Thursday, July 19, 2012

Sharing A Few Cookbooks

Since I'm in the midst of writing an epic post about buying pricey chef's knives and that massive studio art sale, I figured I would take a moment away from all the seriousness and talk about cookbooks for a moment. Some of the posts I get the best responses, with good reason, are the ones simply sharing recipes and cookbooks I've found. There are more than a few cookbooks out right now that I'm really excited to get, but I need to be forcibly restrained from buying these five this instant:

"Eat With Your Hands" by Zak Pelaccio (of Fatty Crab fame) is destined to be a classic of full-on southeast asian flavors. Maybe it's because I live near a Malaysian market, but this food sounds amazingly bold. I've cooked a couple of his Malaysian grill recipes that have been featured in Bon Appetit, and they have been killer. I've not even looked inside so I don't know how complex finding the ingrediants will be. Living a major metro area now, nothing is too hard to find, but having come from a small town in the Mid-West I totally understand how certain things might require epic mail-order to track down.

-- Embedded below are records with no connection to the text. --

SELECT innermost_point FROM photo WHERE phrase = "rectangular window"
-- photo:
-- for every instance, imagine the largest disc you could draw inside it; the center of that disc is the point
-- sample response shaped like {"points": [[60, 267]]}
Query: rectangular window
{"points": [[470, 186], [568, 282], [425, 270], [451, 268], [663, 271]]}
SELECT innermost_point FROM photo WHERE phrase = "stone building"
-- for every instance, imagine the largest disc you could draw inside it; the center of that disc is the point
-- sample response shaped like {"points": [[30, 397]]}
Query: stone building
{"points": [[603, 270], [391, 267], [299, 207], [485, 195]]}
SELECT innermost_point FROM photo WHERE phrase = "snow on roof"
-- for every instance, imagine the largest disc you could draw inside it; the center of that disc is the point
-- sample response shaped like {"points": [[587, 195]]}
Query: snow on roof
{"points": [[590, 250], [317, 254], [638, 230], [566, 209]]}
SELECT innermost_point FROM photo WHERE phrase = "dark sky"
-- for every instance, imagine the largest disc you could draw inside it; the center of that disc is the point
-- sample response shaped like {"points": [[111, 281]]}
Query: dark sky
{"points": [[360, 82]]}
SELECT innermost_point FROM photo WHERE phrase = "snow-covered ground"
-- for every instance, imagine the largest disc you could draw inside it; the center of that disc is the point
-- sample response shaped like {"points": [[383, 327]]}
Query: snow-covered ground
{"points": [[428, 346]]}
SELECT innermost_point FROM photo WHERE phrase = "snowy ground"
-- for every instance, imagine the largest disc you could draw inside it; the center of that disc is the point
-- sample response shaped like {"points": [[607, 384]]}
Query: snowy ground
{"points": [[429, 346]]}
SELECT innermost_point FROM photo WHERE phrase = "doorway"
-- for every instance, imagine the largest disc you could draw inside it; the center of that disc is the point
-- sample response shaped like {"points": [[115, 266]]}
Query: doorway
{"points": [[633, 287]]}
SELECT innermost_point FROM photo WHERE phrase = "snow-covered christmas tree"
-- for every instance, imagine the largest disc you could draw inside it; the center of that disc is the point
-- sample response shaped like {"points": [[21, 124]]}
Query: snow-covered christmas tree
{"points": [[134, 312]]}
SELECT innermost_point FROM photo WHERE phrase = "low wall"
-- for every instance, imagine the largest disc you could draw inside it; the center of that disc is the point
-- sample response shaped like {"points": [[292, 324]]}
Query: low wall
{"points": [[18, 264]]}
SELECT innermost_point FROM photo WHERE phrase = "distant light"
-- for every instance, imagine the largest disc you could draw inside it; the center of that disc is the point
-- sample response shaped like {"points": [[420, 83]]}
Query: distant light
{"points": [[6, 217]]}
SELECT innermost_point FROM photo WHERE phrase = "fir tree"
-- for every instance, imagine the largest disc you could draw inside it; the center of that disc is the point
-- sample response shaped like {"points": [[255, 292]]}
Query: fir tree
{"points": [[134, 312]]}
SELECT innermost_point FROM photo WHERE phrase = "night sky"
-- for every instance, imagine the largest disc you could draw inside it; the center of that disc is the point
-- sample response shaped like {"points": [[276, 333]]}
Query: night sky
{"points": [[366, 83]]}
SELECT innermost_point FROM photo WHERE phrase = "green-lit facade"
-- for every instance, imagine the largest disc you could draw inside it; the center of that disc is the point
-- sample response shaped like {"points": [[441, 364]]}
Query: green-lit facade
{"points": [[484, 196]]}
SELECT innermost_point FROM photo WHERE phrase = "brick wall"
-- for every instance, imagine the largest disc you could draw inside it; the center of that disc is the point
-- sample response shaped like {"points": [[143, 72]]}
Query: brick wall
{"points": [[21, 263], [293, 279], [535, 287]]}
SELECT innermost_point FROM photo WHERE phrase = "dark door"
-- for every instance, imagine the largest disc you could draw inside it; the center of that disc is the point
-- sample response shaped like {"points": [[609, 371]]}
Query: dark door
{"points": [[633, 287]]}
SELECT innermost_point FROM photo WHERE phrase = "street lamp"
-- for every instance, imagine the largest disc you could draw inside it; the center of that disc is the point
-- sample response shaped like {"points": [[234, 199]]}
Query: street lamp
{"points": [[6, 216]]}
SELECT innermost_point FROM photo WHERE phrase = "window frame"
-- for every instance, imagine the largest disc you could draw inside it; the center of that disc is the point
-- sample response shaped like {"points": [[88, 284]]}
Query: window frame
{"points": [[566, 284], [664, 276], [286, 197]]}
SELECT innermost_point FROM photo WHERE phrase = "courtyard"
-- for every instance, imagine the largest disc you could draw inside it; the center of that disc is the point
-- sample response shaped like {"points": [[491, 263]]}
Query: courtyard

Next up is "Plenty" by Yotam Ottolenghi. Even though he and his partner are not vegetarians, I've found that I more significantly enjoy veggie cookbooks by non-vegetarian chefs. I bought this as a gift for someone last Christmas and paging through it I was floored by the incredibly vibrant Mediterranean and Middle Eastern food that was featured within. I first heard about this volume on NPR's amazing food program "Good Food." But you know me, always late to the party because I've got a million project going on.

On the same note, but much more challenging to the home-cook, the inimitable chef Alain Passard, who made waves by removing meat from his restaurant's menu, has released a small new volume called "The Art of Cooking with Vegetables." Even if it sounds deeply challenging, and is devoid of friendly photographs (though the idea of schematic paper mock-ups sounds fascinating to me as an artist), I dearly want to see and cook through what goes on in the head of one of the world's best chefs.

Reading the recent issue of Lucky Peach (#3) was a fascinating and weird experience. Leaving that larger conversation for later,  the magazine focused on the future of restaurants and amidst the doom and gloom and haute cuisine rhetoric, these two gents from Canada fgave one of the most insightful, level-headed and frankly intimate interviews featured in the issue. They impressed me so much in that interview that I want their restaurant's book, "The Art Of Living According To Joe Beef," even though I know nothing about it or the cuisine they serve.

Finally, a cookbook from of all publishers, McSweeney's? Yes. The book "Mission Street Food" which is simultaneously a cookbook and a statement of purpose from the San Francisco restaurant of the eponymous title. I love funky Chinese food, especially the pungent Szechwan varieties, and again, it was Bon Appetit that turned me on to this book. I don't know why, since it's not a magic magazine or anything, but Bon Appetit always seems to have some feature or another on the kind of food I enjoy cooking most in the kitchen, which is highly flavored and a bit unfussy.

I hope you've all enjoyed this delicious interlude — back to working on art projects!